Since this initial 1994 study, cricopharyngeal BTA injection has been reported in over 200 patients with dysphagia of varying aetiologies with success rates between 43% and 100% (Alberty 2000; Alfonso 2010; Chiu 2004; Krause 2008). However, studies have recruited heterogeneous diagnostic groups and the candidacy criteria for BTA injections vary considerably across studies. Additionally, BTA brand and dosage (2.5 to 50 units Botox®; 60 to 360 units Dysport®), injection site, technique (rigid endoscopy, flexible endoscopy, transcervical with EMG, transcervical computed tomography (CT)‐guided) and outcome measure evaluations (videofluoroscopy, manometry, EMG), among other factors, have differed across studies. This has led to confusion regarding the usefulness of this technique.

How the intervention might work

Botulinum toxin is a neurotoxin that inhibits presynaptic acetylcholine release and hence chemically denervates the motor endplate. Once injected, botulinum toxin binds rapidly to presynaptic cholinergic nerve terminals, impairing the release of acetylcholine (chemical denervation) at the neuromuscular junction. This results in a temporary dose‐related weakness or reversible palsy of the innervated muscle. Therapeutic effects are usually seen within three days of the injection. Peripheral neuronal sprouting prevents the effects from being permanent. Reports to date suggest that effects last from two to up to 24 months (Kim 2006; Masiero 2006). BTA has been used effectively in the past for the management of a number of hyperkinetic disorders (for example blepharospasm, torticollis, spasmodic dysphonia) with good results and limited side effects (Jankovic 1991). In more recent times, its use has been expanded to treat UOS dysfunction in neurogenic dysphagia (Alberty 2000; Alfonso 2010; Bian 2009; Kim 2006; Parameswaran 2002; Restivo 2002; Zaninnotto 2004). However, several methodological aspects of these studies vary and its usefulness remains unclear.

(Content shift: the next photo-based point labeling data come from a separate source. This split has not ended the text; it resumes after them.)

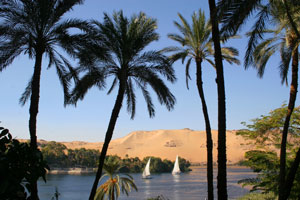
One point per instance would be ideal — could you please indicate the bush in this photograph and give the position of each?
(17, 170)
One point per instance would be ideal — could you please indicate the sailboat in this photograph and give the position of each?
(176, 169)
(146, 172)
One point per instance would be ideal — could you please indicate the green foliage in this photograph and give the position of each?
(16, 167)
(264, 134)
(115, 183)
(58, 155)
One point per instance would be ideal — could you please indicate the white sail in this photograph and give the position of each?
(146, 172)
(176, 169)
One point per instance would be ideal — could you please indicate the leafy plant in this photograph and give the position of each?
(264, 135)
(115, 183)
(16, 169)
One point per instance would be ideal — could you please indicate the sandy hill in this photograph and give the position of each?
(186, 143)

Why it is important to do this review

Clinicians working with people with dysphagia secondary to UOS dysfunction as a result of acute or progressive neurological disease have difficulty determining the efficacy of botulinum toxin injections to treat dysphagia in individuals with neurogenic dysphagia. The most effective formulation, sites for injection, the optimum dosage, the method of delivery (endoscopic or transcutaneous) and the length of time before the effects wear off are as yet undetermined. There are currently no systematic reviews examining the efficacy of botulinum toxin to treat UOS dysfunction in acute or progressive neurological populations despite it being a topical issue. Given that botulinum toxin is being used clinically to treat UOS dysfunction, supported by a limited evidence base, as well as the adverse events associated with the intervention, a systematic review of the evidence is required in this area. Evidence is required not only from a clinical perspective but also to identify the specific direction for future clinical trials and intervention studies in the area.